Political evolution Inspired by Thatcher’s reversal of 1970s UK decline. Sees today’s California as that same 1970s UK: union dominance, sclerotic economy, confiscatory taxes, inability to build.
Tax plan First $100K tax-free (helps ~7M households); 7.5% flat tax above. Modeled with Hoover Institution economists. Costs ~$60B / 18.5% of revenue — recovered by rolling budget back near 2019 levels. Katie Porter has publicly adopted the under-$100K idea.
CalDOGE and fraud Estimates $425B in fraud/waste over five years. Concrete cases: $928M of $1B climate fund, $350M cannabis-tax fund, $3.8B Project Homekey — all largely diverted from stated purposes.

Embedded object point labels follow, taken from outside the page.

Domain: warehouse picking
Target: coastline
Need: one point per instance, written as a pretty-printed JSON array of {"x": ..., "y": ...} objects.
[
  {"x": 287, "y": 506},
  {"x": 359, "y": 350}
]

Working with the legislature Acknowledges Democratic supermajority obstacles. Cites coalition-government experience in UK. Believes a first Republican governor in 20 years would shake loose privately-sympathetic Democrats.
Housing crisis Three structural causes: union power, CEQA litigation, climate dogma. CEQA private right of action used by unions as leverage; project labor agreements inflate costs. Impact fees ~$30K/door vs. <$1K in Texas. A Democrat legislator told him reform was impossible because “the unions run this place.”
Energy and gas prices 80% of California oil now imported (Iraq #1, then South America). Refineries down from 40 to 7. Carbon accounting only counts emissions within 12 miles of coast. Most of the gas premium is regulatory. Production could double every two years through executive action at CalGEM.
Education Near-top spending, near-bottom outcomes. Long-term: school choice. Short-term: Mississippi-style phonics, third-grade reading retention, publicly graded teachers/schools.
Crime California 30% more violent than national average. Prison closures forced overcrowding into county jails, undermining local prosecution (“catch and release”). Plan: reverse closures, restore accountability and rehabilitation; Virginia has half California’s recidivism.
Homelessness Three pillars: enforce existing laws (post-Grants Pass), mandatory sobriety (Newsom vetoed sober-housing bill), redirect spending from $900K-per-door units to large mental health facilities (pursue IMD waiver).
Path to victory Top-two primary; Trump-endorsed front-runner on the Republican side. ~5.9M votes needed; Trump got 6.1M in 2024. Voter ID on November ballot. Working-class multiracial coalition. Pitch: “Califordable” — $3 gas, halved electric bills, first $100K tax-free, affordable homes, no tax on tips.